La comparaison avec un fonctionnaire

Conformément à la jurisprudence, la rémunération d’un agent contractuel peut être fixée en référence à ce que devrait normalement percevoir un fonctionnaire exerçant les mêmes fonctions. En revanche, aucune norme juridique n’impose que le traitement soit limité à celui correspondant au premier échelon du grade concerné (2) (assistant par exemple).
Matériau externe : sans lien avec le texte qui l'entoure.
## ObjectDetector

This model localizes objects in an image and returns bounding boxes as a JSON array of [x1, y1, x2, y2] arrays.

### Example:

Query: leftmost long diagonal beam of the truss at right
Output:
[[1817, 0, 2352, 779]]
Dans le cas d’un remplacement, la rémunération du contractuel peut être supérieure ou inférieure à celle de l’agent remplacé. Cependant, une rémunération établie sur la base d’un indice élevé que ne justifierait pas une expérience ou une qualification serait illégale et serait susceptible d’être annulée par le juge administratif en cas de recours (3).

Le régime indemnitaire

Les indemnités versées aux fonctionnaires peuvent être accordées aux agents contractuels exerçant les mêmes fonctions (indemnité de suivi et d’orientation des élèves, par exemple) sous réserve de l’adoption d’une délibération de portée générale prévoyant le principe de cette extension. La modulation des primes en fonction de la manière de servir peut être prévue, en particulier lorsqu’elle s’applique aux fonctionnaires exerçant des fonctions analogues à celles confiées à l’agent contractuel. Toutefois, une administration est aussi libre en droit de ne pas attribuer de primes à ses contractuels.

L’évolution de la rémunération

La jurisprudence administrative considère que l’organisation de perspectives automatiques d’avancement dans une grille de rémunération pour les agents contractuels contrevient au principe statutaire n’autorisant qu’à titre dérogatoire le recrutement de personnel non titulaire sur des emplois permanents. C’est pourquoi la rémunération d’un agent contractuel demeurée inchangée pendant sept ans est légale (4) alors même qu’un fonctionnaire se serait vu allouer dans le même temps à travail identique et à ancienneté égale une rémunération supérieure de près de 20 %. Cependant, il est possible que soit décidée une augmentation de la rémunération en cours de contrat ou à l’occasion de son renouvellement, à la double condition que cette revalorisation demeure dans des proportions raisonnables et soit justifiée par une évolution des fonctions (prise de responsabilités) ou un accroissement des qualifications (acquisition d’un diplôme, par exemple). En d’autres termes, l’ancienneté, c’est-à-dire l’écoulement du temps, ne saurait justifier une augmentation de la rémunération d’un agent contractuel.

Le “rendez-vous salarial” pour certains contractuels

L’obligation d’une réévaluation de la rémunération pour certains agents contractuels est inscrite dans le décret portant “quasi-statut” (5). Sont concernés les agents en contrat à durée indéterminée et, depuis le 15 août 2016, les agents contractuels de catégorie A (professeur ou directeur d’établissement d’enseignement artistique) employés par contrat à durée déterminée d’une durée maximum de trois ans (6). La réévaluation doit être réalisée notamment au vu des résultats des entretiens professionnels ou de l’évolution des fonctions. Toutefois, l’obligation de réévaluation n’implique pas systématiquement une augmentation de la rémunération. Il s’agit uniquement d’imposer à l’employeur, selon une périodicité prévue par le texte (au moins tous les trois ans), l’organisation d’un entretien avec l’agent sur le thème de la rémunération.


1. Décret n° 88-145 du 15 février 1988, art. 1-2 1er alinéa modifié par le décret n° 2015-1912 du 29 décembre 2015.
2. Conseil d’Etat avis n° 168605 du 28 juillet 1995.
3. CAA Paris n° 95PA02789 du 3 décembre 1996.
4. CAA paris n° 05PA00470 du 26 juin 2007.
5. Décret n° 88-145 du 15 février 1988, art. 1-2, 2e et 3e alinéas.
6. Sont visés les CDD de l’article 3-3 de la loi n° 84-53 du 26 janvier 1984.